Somewhere before your code block, simply add the following:
from PIL import ImageFile
ImageFile.LOAD_TRUNCATED_IMAGES = True
...and you should be good.
EDIT: It looks like this helps for the version of PIL bundled with Pillow ("pip install pillow"), but may not work for default installations of PIL
Upvotes: 280
Reputation: 4162
Best thing is that you can:
if img and img.meta_type == 'Image':
pilImg = PIL.Image.open( StringIO(str(img.data)) )
elif imgData:
pilImg = PIL.Image.open( StringIO(imgData) )
try:
pilImg.load()
except IOError:
pass # You can always log it to logger
pilImg.thumbnail((width, height), PIL.Image.ANTIALIAS)
As dumb as it seems - it will work like a miracle. If your image has missing data, it will be filled with gray (check the bottom of your image).

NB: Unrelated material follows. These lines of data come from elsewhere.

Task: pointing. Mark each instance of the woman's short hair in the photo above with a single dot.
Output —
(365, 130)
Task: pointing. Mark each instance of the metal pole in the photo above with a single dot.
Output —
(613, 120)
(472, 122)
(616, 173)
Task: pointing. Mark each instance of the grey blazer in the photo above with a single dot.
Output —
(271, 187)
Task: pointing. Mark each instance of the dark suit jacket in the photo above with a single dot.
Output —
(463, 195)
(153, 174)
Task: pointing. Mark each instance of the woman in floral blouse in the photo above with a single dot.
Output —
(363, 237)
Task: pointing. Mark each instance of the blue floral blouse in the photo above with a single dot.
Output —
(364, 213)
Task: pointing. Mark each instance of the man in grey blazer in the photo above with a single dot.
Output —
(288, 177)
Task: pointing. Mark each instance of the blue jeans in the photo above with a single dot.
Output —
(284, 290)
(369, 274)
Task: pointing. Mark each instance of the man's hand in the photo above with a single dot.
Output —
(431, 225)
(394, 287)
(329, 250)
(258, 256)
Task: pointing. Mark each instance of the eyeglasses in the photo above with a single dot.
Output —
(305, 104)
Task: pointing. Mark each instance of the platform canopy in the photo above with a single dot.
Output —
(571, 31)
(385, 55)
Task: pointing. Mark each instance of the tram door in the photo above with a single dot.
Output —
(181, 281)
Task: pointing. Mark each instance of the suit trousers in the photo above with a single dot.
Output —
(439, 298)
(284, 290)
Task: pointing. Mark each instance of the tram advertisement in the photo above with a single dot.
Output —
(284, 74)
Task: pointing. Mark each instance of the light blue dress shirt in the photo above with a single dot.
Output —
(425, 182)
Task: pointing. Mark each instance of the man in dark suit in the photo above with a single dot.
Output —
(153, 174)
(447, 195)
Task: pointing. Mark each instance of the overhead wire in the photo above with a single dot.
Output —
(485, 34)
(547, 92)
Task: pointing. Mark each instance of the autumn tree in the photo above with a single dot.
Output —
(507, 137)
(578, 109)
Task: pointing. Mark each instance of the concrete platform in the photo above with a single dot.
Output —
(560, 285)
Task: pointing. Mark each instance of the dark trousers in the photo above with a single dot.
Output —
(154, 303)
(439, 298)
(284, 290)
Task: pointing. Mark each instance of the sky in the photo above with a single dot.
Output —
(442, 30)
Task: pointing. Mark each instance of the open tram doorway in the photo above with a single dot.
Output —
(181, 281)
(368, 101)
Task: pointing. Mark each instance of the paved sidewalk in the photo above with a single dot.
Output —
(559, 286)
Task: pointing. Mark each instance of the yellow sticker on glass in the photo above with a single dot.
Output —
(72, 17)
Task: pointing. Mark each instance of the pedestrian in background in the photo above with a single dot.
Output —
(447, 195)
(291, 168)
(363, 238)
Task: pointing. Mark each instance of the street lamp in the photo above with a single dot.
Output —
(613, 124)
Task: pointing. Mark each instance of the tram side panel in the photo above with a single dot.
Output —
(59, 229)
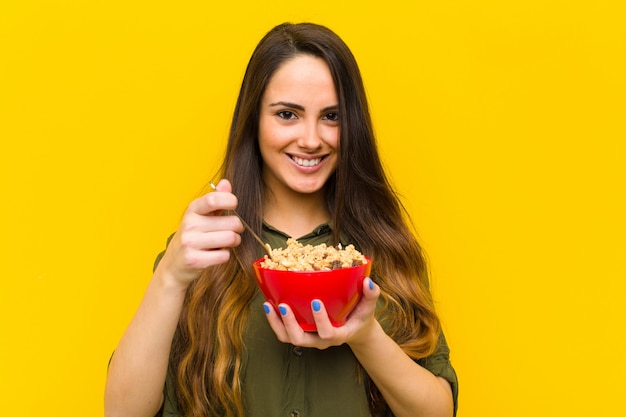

Note: usage of camel case in Python is discouraged and is used only in class names.
Upvotes: 13
Reputation: 7594
This might not be a PIL issue. It might be related to your HTTP Server setting. HTTP servers put a limit on the size of the entity body that will be accepted.
For eg, in Apache FCGI, the option FcgidMaxRequestLen determines the maximum size of file that can be uploaded.
Check that for your server - it might be the one that is limiting the upload size.